Why? Because virtually all of the newspapers and broadcast networks that refuse to call Palestinian killers of Israelis terrorists have no compunction about calling the 9/11 murderers terrorists.

How do journalists get away with this double standard? They employ sophistry, obfuscation, and what Christine Chinlund, the ombudsman of The Boston Globe, admits is "hairsplitting."

Chinlund and Michael Getler, her counterpart at The Washington Post, have both recently penned articles explaining this policy and deriding their critics as "partisans" of Israel who don't understand journalism or the Middle East.

Chinlund asserts that to "tag Hamas, for example, as a terrorist organization is to ignore its far more complex role in the Middle East drama." Getler chimes in by quoting the Post's style manual as saying that "we should not resolve the argument over whether Hamas is a terrorist organization."

Huh?
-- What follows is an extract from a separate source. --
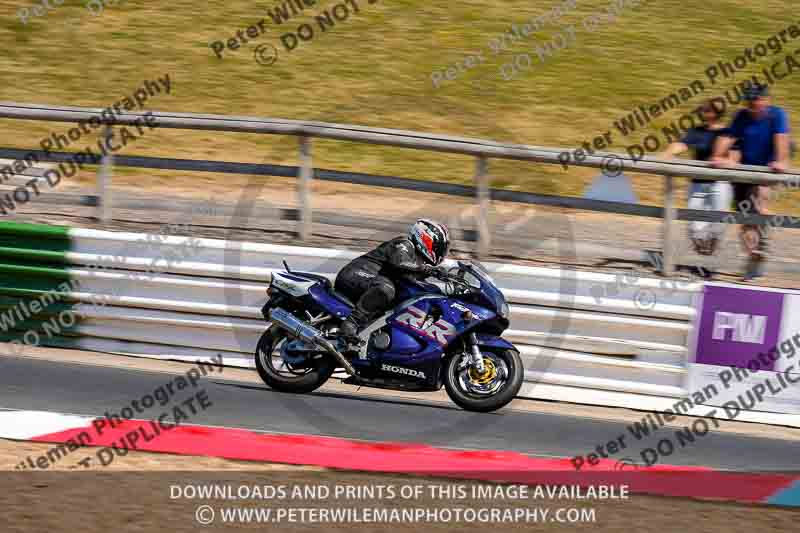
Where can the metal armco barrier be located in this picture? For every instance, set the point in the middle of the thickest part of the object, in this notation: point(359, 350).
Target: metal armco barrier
point(582, 335)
To even entertain the notion that there is a debate about whether a group that targets innocent civilians for death is a terrorist organization is itself an act of partisanship that gives murderers an unearned legitimacy.

HAMAS BY ANY OTHER NAME

Both newspapers are prepared to call specific Hamas attacks "terrorist" attacks, but insist that to attach this label to the group or its members would be wrong. Such a rickety standard is hard enough to defend, but their position is complicated by their approach to the "terrorist" Al Qaeda network. Chinlund defends this practice because "the definition of Al Qaeda in the Unit ed States is almost solely based on the 9/11 attacks," making it an "allowable exception."

And what, we might ask, is Hamas known for in Israel, or anywhere else, except as the slaughterers of innocents?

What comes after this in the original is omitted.